In testimony in 2018 to the state Legislature’s Children, Families, and Persons with Disabilities Committee, Nancy Alterio, executive director of the Massachusetts Disabled Persons Protection Commission (DPPC), stated that abuse and neglect in the DDS system had increased 30 percent in the previous five years, and had reached epidemic proportions.
Yet many advocates for corporate providers, such as the Arc of Massachusetts, have pushed for decades for complete deinstitutionalization and for additional privatization of services for people with I/DD. They have been joined by administrations at the state and national levels, which have continually made state-run care and services targets for closure and outsourcing to contracted providers.
Since 2009, the U.S. Justice Department has filed, joined, or participated in lawsuits around the country to close ICFs regardless of whether the residents or their families or guardians wanted to close the facilities they were living in or not.

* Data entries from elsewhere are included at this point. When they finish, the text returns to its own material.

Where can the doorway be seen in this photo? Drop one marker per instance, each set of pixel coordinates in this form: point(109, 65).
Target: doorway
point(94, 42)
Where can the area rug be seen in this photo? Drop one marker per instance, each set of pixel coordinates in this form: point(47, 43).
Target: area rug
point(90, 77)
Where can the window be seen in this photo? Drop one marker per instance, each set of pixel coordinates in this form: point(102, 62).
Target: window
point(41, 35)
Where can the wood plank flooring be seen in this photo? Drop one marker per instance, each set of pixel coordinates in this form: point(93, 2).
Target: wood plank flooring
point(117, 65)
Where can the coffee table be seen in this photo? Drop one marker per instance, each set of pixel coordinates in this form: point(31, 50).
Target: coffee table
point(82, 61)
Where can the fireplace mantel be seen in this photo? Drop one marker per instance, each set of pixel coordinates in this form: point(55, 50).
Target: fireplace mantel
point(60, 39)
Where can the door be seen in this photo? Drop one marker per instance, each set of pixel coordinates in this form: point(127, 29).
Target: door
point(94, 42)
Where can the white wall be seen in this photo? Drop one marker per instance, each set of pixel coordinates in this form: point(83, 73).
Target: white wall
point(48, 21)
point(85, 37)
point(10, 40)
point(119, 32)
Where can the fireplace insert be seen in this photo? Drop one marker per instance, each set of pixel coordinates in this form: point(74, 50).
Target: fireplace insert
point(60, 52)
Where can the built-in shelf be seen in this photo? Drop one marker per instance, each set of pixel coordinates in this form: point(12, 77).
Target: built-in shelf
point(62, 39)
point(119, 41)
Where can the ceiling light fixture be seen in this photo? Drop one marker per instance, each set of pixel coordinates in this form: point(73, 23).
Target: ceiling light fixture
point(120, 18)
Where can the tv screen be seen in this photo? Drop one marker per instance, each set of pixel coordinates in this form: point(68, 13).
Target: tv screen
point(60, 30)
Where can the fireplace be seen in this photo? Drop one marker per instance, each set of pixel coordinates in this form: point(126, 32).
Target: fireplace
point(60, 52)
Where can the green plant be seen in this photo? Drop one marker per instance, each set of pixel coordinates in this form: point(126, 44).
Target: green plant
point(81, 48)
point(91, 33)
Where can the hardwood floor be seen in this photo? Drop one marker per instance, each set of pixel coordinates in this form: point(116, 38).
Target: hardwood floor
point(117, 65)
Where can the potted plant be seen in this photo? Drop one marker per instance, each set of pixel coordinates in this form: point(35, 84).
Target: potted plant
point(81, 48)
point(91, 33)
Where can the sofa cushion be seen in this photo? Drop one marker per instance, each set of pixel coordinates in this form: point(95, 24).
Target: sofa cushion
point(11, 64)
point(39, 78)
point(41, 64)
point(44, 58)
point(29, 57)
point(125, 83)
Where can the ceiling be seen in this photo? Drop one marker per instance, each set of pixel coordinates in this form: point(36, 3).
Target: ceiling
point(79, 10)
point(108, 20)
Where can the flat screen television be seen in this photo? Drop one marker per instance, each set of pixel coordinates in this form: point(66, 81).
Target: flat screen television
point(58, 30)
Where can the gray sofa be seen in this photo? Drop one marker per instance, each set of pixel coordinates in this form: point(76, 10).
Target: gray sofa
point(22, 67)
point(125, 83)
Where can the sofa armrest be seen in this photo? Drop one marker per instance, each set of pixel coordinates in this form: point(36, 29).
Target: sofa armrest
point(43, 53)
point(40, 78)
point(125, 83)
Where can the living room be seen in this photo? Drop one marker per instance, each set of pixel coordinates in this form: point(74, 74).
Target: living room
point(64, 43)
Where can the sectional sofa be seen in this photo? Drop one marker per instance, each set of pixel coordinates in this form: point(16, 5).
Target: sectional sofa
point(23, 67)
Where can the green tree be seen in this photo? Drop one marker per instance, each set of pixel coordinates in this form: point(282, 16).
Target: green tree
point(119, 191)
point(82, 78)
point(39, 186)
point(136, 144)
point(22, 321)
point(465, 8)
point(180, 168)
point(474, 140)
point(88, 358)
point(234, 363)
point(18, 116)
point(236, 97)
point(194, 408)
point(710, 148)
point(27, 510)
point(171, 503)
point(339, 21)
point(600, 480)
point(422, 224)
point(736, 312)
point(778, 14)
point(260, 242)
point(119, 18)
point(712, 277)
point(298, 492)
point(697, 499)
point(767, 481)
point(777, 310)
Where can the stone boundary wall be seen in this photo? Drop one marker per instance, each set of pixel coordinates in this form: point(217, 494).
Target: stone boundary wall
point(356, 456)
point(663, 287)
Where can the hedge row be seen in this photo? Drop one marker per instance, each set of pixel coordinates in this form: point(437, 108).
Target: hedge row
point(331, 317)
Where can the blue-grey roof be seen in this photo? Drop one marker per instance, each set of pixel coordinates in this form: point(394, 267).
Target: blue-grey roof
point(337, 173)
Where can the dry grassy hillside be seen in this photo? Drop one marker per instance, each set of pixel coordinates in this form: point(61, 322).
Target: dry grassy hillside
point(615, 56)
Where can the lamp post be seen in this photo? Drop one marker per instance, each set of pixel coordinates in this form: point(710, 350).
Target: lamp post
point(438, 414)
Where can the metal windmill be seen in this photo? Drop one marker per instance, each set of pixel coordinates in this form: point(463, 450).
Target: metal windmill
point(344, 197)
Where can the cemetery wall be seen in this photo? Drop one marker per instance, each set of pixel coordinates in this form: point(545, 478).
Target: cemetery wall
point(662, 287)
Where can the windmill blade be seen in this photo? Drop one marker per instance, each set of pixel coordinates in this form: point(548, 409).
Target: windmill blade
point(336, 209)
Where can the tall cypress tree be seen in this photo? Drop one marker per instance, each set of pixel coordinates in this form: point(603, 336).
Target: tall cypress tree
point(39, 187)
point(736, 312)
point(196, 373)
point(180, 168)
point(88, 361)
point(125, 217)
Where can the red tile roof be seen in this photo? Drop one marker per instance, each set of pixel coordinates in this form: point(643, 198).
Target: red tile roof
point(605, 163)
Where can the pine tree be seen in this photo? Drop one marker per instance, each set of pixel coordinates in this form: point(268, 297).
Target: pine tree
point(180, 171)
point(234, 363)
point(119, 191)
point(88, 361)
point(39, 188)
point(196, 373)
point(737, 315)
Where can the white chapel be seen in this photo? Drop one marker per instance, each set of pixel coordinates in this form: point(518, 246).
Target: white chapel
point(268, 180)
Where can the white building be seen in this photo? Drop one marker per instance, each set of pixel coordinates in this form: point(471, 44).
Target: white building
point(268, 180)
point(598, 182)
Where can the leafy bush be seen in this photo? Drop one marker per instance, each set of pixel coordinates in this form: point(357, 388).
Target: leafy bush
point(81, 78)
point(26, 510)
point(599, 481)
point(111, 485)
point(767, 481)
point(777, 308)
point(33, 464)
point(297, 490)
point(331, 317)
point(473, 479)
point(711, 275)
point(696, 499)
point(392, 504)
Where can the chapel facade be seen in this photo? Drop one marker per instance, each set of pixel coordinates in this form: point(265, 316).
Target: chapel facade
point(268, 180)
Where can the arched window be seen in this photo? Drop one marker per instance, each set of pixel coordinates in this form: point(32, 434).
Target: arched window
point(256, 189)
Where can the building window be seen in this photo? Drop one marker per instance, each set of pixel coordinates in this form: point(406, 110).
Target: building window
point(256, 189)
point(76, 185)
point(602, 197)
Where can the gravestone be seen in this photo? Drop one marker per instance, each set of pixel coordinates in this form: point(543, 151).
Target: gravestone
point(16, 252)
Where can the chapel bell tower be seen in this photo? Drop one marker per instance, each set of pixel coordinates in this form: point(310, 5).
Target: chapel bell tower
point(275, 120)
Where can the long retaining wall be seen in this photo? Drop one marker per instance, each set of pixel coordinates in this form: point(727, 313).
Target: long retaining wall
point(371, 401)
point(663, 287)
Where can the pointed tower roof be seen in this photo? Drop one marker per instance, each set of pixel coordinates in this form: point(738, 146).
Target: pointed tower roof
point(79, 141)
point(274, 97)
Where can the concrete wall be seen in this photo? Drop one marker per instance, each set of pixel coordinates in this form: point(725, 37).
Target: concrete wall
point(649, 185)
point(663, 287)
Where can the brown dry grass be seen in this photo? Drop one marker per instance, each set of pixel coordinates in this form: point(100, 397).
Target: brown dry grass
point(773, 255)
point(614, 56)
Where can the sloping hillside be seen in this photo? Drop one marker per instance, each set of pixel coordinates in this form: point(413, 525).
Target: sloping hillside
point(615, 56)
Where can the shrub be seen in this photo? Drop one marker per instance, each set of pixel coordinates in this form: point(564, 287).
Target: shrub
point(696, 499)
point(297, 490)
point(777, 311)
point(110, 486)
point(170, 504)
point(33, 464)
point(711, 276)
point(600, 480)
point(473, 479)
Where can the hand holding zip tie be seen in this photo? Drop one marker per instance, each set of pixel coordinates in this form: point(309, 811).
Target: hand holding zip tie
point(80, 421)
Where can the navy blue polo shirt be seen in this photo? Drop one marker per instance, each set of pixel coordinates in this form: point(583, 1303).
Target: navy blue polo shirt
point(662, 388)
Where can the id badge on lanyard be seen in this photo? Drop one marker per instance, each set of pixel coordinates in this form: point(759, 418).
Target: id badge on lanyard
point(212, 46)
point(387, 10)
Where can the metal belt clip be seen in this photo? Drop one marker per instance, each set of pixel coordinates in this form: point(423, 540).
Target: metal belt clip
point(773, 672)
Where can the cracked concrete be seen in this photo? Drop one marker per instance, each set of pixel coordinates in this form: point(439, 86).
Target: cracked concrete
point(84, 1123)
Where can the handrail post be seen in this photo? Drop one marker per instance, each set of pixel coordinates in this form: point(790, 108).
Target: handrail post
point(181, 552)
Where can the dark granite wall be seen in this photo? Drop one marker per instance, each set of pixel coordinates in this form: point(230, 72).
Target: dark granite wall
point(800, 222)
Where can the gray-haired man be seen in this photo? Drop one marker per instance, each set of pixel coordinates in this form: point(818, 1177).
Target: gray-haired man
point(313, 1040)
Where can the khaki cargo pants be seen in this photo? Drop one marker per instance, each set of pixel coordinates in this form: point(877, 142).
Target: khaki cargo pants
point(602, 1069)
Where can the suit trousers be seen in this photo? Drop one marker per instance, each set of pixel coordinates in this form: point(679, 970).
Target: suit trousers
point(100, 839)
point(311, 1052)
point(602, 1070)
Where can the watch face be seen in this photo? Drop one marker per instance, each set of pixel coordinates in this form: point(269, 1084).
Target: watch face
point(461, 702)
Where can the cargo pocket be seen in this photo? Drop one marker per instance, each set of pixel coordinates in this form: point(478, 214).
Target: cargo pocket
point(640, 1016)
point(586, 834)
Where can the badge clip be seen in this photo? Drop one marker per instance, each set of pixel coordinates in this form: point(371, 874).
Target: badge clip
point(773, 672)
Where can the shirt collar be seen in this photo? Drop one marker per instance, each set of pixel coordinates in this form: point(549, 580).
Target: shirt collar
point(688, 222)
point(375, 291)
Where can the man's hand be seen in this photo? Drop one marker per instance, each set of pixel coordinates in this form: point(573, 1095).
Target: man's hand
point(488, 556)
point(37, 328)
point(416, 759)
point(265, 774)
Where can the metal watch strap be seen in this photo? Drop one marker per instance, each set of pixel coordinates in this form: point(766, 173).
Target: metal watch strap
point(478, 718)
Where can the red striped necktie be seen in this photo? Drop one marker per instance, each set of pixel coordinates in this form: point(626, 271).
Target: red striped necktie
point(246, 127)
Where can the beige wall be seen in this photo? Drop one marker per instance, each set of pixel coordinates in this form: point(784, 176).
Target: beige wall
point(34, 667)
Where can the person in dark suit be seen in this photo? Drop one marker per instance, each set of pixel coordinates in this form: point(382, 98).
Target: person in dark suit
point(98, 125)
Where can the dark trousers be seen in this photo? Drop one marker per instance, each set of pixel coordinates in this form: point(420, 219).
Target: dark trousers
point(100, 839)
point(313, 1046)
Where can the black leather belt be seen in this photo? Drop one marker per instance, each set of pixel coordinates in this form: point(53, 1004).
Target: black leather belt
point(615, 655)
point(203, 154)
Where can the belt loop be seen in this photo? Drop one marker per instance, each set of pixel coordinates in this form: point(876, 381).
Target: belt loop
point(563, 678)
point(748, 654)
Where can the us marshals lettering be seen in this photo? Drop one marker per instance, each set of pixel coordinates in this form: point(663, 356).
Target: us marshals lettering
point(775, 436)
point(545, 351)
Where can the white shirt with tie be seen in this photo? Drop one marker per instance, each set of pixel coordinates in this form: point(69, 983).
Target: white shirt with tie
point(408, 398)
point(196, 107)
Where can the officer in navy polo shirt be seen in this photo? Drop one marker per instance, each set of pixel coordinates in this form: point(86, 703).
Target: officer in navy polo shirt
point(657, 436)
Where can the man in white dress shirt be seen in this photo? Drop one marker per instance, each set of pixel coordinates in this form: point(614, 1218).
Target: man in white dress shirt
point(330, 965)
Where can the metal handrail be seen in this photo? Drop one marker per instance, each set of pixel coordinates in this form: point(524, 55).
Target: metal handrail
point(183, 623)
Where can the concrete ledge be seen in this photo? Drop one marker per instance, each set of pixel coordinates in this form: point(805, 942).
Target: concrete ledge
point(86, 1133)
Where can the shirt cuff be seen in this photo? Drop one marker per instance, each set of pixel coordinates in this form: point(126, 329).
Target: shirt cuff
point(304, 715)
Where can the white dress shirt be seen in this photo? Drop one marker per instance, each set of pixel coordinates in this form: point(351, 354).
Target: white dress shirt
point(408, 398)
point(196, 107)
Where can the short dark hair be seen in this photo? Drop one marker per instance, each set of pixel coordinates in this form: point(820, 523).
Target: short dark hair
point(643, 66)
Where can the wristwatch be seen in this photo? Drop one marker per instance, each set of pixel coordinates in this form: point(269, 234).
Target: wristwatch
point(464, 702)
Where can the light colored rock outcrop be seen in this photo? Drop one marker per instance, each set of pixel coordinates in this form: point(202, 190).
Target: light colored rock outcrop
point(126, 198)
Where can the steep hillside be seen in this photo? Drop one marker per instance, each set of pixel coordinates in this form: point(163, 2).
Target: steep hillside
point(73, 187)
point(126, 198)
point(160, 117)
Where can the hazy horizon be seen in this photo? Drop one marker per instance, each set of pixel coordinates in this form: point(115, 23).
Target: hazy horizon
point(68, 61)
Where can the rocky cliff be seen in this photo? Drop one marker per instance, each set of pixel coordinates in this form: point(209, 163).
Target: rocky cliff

Olmstead did not call for the closure of ICFs
The late U.S. Supreme Court Justice Ruth Bader Ginsburg wrote the majority opinion in the Olmstead case (referred to above). The decision has continued to be mischaracterized as advocating or requiring the end of institutional care. It didn’t. Justice Ginsburg wrote a balanced decision that “supports both the right to an inclusive environment and the right to institutional care, based on the need and desires of the individual.”
The incestuous nature of the privatized system
The closures of ICFs around the country and the rise of the privatized system of care have provided financial windfalls for politically connected corporate contractors. Their executives have garnered large increases in their personal compensation, but have frequently neglected to pass through the higher levels of state funding to direct-care workers. That is one of the reasons for the epidemic of abuse and neglect in the corporate provider-based system of care.
In 2015, COFAR calculated that more than 600 executives employed by corporate human service providers in Massachusetts received some $100 million per year in salaries and other compensation. By COFAR’s calculations, state taxpayers were on the hook each year for up to $85 million of that total compensation.
What we are asking for
The COFAR-AFSCME letter asked for Senator Warren’s support in achieving the following goals:
Parity in public-sector funding for ICFs and other state-run services with funding for privatized services. The letter suggested that an increase in the federal Medicaid match for HCBS should be matched by an increase in matching funding for ICFs. For example, a 10-percentage point increase in the federal match (FMAP) for ICFs would be roughly $1 billion nationwide.
Ensuring a dedicated funding stream for state-operated group homes for individuals with I/DD.